Postgres suddenly slower and higher CPU usage
We're running a Postgres DB that's about 38GB, hosted on a 68GB EC2 instance. It's been humming along, with load at ~0.7 (on an 8 core machine) and little CPU usage until about 16 hours ago, when CPU usage ramped up over the course of a couple of hours and is now much higher than before (around 20% of total), and load average has increased accordingly (now between 5 and 8).
The machine sees between 100 and 300 simultaneous connections, according to pg_stat_activity. Our largest table is about 9.0GB including indexes.
Here's what we've ruled out:
- pg_top shows that there are always a couple of threads running with high CPU percentage, while the rest of the threads below them look fine. There's nothing extraordinary about the SELECTs and INSERTs there.
- IOWait hasn't increased at all, and it doesn't seem like we're hitting disk more often
- As far as we can tell, usage patterns haven't changed; in fact, Monday is slower than weekends
- We increased the size of our memcached instance, to no avail
- We turned off synchronous_commit, but that also did not help much
- We've tried both increasing and decreasing shared buffers (currently set to 2GB); neither 4GB nor 1GB improved things
- Restarting postgres and all our apache servers hasn't helped
- Restarting pgbouncer, which our Apache/Django boxes use to talk to Postgres, also proved unfruitful
- All of our major queries have the correct indexes, and we've verified that postgres is using them. We ran a VACUUM ANALYZE just to be safe, and the query planner looks like it's doing the right thing
- Queries will be fine for a few seconds, then seemingly lock up; an index scan that usually takes 200 ms or less will then take several whole seconds.

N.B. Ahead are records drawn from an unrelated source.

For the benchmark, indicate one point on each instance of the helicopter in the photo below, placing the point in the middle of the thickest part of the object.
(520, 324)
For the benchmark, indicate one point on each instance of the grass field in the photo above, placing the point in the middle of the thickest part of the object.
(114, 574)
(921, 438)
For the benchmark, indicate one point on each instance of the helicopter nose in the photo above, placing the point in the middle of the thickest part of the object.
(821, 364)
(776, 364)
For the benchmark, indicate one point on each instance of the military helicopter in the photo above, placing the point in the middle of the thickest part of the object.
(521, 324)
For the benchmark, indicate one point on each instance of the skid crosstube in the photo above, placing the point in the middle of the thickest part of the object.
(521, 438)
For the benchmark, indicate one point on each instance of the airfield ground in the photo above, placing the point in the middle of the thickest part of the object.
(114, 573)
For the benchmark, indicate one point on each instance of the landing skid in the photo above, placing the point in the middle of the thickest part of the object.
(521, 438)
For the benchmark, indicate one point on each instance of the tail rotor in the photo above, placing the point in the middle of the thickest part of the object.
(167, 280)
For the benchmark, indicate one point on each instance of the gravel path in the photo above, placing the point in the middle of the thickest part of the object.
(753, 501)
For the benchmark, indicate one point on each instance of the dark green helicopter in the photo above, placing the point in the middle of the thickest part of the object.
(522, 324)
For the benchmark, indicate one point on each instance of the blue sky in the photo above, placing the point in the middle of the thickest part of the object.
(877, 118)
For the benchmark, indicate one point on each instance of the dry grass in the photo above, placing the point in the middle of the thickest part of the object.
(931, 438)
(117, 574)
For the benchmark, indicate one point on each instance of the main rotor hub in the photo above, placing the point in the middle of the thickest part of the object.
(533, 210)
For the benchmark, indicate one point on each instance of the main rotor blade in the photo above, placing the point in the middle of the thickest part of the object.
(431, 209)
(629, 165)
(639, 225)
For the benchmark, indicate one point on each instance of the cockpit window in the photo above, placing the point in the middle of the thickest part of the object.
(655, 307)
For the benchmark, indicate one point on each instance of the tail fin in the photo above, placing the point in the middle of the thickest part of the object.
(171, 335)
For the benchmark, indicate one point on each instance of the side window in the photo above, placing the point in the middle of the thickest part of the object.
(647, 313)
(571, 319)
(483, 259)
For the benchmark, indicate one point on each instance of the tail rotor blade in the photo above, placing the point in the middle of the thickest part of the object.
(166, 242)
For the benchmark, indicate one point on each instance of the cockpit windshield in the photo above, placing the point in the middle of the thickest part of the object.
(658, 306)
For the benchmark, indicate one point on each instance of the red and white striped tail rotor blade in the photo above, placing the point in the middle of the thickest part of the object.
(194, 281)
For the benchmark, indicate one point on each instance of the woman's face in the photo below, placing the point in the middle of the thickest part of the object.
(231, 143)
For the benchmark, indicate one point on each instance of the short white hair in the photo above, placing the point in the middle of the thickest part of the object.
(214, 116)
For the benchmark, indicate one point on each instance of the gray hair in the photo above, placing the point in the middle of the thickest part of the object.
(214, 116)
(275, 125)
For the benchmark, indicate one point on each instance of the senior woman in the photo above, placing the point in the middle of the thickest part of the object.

Any ideas on how to proceed, or track down this problem?
Solution 1:
Turn on full logging for a short period (~10 minutes) if you can. Save the log, and have pgfouine (http://pgfouine.projects.postgresql.org/) analyse it. It's possible you're doing more queries than before, or you're doing a query which isn't very efficient.
Next it's possible you have some slow queries impacting things badly. Take a look at which queries are running right now:
SELECT pg_stat_activity.procpid AS pid, pg_stat_activity.usename AS username, pg_stat_activity.waiting, now() - pg_stat_activity.query_start AS age, pg_stat_activity.current_query AS query
FROM pg_stat_activity
WHERE pg_stat_activity.current_query <> '<IDLE>'::text
ORDER BY now() - pg_stat_activity.query_start DESC;
Look for the queries at the top of the list. Has one been running for a very long time? If you have a transaction which has been open for 16+ hours, it will definitely slow things down a lot.